The Nuclear Physics of Neutron Stars

TL;DR

This paper reviews how nuclear physics informs our understanding of neutron star structure, composition, and the recent multimessenger observations that have advanced this field.

Contribution

It highlights the role of nuclear physics in explaining neutron star properties and discusses recent observational breakthroughs like gravitational wave detections.

Findings

Neutron stars contain the densest matter in the universe.

Gravitational wave observations have revolutionized neutron star studies.
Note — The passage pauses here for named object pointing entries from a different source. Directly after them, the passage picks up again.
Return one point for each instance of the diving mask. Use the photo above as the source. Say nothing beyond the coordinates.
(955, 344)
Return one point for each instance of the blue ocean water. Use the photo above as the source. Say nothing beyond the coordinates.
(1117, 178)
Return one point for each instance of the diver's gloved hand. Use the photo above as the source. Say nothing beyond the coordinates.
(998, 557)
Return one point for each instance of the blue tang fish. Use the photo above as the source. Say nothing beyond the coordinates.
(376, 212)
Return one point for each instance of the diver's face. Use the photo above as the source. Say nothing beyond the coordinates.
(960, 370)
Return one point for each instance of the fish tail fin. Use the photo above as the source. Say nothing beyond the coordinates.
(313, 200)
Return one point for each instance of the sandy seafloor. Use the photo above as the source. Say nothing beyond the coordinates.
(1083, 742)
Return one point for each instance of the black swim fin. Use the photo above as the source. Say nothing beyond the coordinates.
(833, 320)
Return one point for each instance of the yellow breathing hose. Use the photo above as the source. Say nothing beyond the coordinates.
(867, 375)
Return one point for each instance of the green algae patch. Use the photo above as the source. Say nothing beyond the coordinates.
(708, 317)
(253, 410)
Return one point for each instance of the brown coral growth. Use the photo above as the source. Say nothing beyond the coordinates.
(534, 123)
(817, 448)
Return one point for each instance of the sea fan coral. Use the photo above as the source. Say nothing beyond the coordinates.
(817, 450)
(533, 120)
Nuclear physics is essential for understanding neutron star composition.

Abstract

Neutron stars -- compact objects with masses similar to that of our Sun but radii comparable to the size of a city -- contain the densest form of matter in the universe that can be probed in terrestrial laboratories as well as in earth- and space-based observatories. The historical detection of gravitational waves from a binary neutron star merger has opened the brand new era of multimessenger astronomy and has propelled neutron stars to the center of a variety of disciplines, such as astrophysics, general relativity, nuclear physics, and particle physics. The main input required to study the structure of neutron stars is the pressure support generated by its constituents against gravitational collapse. These include neutrons, protons, electrons, and perhaps even more exotic constituents. As such, nuclear physics plays a prominent role in elucidating the fascinating structure, dynamics, and composition of neutron stars.